Mi sensación más intuitiva al ver las opciones ahora mismo es: el valor temporal, esa cosa, día tras día “explotando” la paciencia del comprador, alimentando la calma del vendedor. El comprador empieza apostando “esto tiene que moverse en estos dos días”, pero si el mercado se demora, la prima se va comiendo poco a poco por el tiempo, aunque la dirección no sea equivocada, también puede terminar muy frustrado por perder. El vendedor, en cambio, es como cobrar alquiler, lo que más teme es que de repente llegue un golpe fuerte.

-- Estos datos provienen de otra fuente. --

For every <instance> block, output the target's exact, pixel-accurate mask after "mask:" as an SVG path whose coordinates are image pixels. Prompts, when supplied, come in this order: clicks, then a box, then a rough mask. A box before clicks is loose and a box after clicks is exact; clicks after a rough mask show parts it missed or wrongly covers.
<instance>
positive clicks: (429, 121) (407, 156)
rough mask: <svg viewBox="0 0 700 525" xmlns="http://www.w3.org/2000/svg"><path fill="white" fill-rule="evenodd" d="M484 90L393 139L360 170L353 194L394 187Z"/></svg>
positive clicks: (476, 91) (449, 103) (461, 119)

¿¿Por qué me mantengo más tranquilo?? En realidad, es porque me he establecido un hábito: siempre que tengo una posición de comprador, en el momento de hacer el pedido pongo un “tiempo máximo para rendirme”, y si llega ese momento, no me enredo, aunque sienta que va a venir… de todos modos, no confío en mi cerebro en el momento. También echo un vistazo a las ventanas emergentes de autorización y firma, en temporada de airdrops, esa plataforma de tareas siempre está haciendo puntos con la bruja, hacer dinero como en el trabajo, y cuando uno está cansado, es más fácil cometer errores en los enlaces o firmar cosas equivocadas. Por ahora, así lo dejo, prefiero ganar menos que entregar las llaves privadas y la mentalidad juntas.